Uma sonora gargalhada masculina se seguiu.

— Fez bem, vida — disse o marido.

Assim, a sereia sonhava com o dia que venceria seu medo e emergiria. Com o dia que conheceria os humanos e resolveria os problemas que eles causavam. Ela não conseguia imaginar um povo cruel a ponto de deixar as impurezas dominarem o mar, fazendo todas as criaturas sofrerem. Eles, a jovem acreditava, não deviam saber o mal que causavam.

Assim, ninguém mais perderia a mãe.

Mesmo sabendo da a dor que causaria ao pai, não podia evitar: o mar a chamava para desbravá-lo. Não podia ignorá-lo, não quando estava recheado de tesouros humanos. Precisava apenas sair da proteção do rei para alcançá-los.

Deu uma última olhada, para garantir que ninguém a seguiu ou notou sua presença. Sorriu, deixando a animação percorrer o corpo ao se aproximar da barreira, uma membrana quase translúcida que poderia, facilmente, passar despercebida por criaturas desatentas.

Aquela era a defesa conjurada pelo pai para proteger seu povo, após perder o amor de sua vida.
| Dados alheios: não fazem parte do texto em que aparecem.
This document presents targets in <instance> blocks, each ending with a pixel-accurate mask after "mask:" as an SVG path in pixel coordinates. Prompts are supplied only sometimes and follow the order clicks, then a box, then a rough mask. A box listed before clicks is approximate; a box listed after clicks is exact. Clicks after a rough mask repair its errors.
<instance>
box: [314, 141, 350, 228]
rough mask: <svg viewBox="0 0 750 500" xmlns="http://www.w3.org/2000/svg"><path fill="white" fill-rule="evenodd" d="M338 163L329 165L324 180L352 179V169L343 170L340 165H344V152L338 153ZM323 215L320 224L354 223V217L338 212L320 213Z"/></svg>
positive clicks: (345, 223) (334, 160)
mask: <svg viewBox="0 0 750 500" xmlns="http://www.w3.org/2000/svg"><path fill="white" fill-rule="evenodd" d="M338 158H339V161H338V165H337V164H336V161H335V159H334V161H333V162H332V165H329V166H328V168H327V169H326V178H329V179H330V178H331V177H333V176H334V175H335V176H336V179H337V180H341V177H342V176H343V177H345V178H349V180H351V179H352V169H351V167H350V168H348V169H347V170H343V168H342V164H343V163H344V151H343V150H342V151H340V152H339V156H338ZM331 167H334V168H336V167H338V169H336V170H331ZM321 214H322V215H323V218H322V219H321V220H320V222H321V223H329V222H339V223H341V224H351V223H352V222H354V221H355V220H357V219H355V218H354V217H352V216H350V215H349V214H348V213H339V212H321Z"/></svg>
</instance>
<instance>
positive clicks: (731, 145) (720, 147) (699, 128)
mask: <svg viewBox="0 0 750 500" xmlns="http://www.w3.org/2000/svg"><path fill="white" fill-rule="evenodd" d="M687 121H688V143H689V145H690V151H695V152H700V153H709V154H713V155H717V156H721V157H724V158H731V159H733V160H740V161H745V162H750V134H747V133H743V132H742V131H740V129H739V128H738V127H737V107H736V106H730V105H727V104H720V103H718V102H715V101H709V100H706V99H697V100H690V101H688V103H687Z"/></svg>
Ultrapassou a barreira, fazendo uma careta ao sentir o aumento de temperatura. Segurou firme a bolsa de algas trançadas, antes de rodopiar com a excitação de aventurar-se pelas águas desprotegidas. Era um desperdício ter um mar de inimaginável imensidão, e estar presa àquela pequena bolha mágica.

Ansiava por muito mais.

Desejava conhecer outros oceanos além do Atlântico e sempre se perguntava quais tesouros maravilhosos eles guardavam em suas águas profundas. Infelizmente, aquele era um desejo inalcançável. Não se afastaria tanto de casa, não traria tal sofrimento para o pai.

A princesa foi tirada dos seus pensamentos ao ver uma grande tartaruga prestes a abocanhar uma falsa água-viva, que na verdade era uma coisa esbranquiçada, de textura estranha para Darya. Sem pensar duas vezes, nadou em disparada até o animal, empurrando-a para longe da impureza.

— Não é uma água viva, isso vai te matar! — Usando seu dom de se comunicar com seres aquáticos, a sereia avisou, num tom firme, quando a tartaruga voltou a se aproximar daquele veneno.

Os dois grandes olhos negros a encararam por alguns segundos, demorando a compreender o peso das palavras. Ela então se aproximou, abaixando a cabeça em uma reverência agradecida antes de partir.

A sereia encarou a impureza com nojo. Odiava ver tantos animais vindo para a cidade em busca de ajuda, por terem ingerido ou estarem com aqueles detritos enrolados em seus corpos. Animais lutavam por um espaço em Atlântida para fugir daquilo e o rei era poderoso, mas não conseguia proteger a todos.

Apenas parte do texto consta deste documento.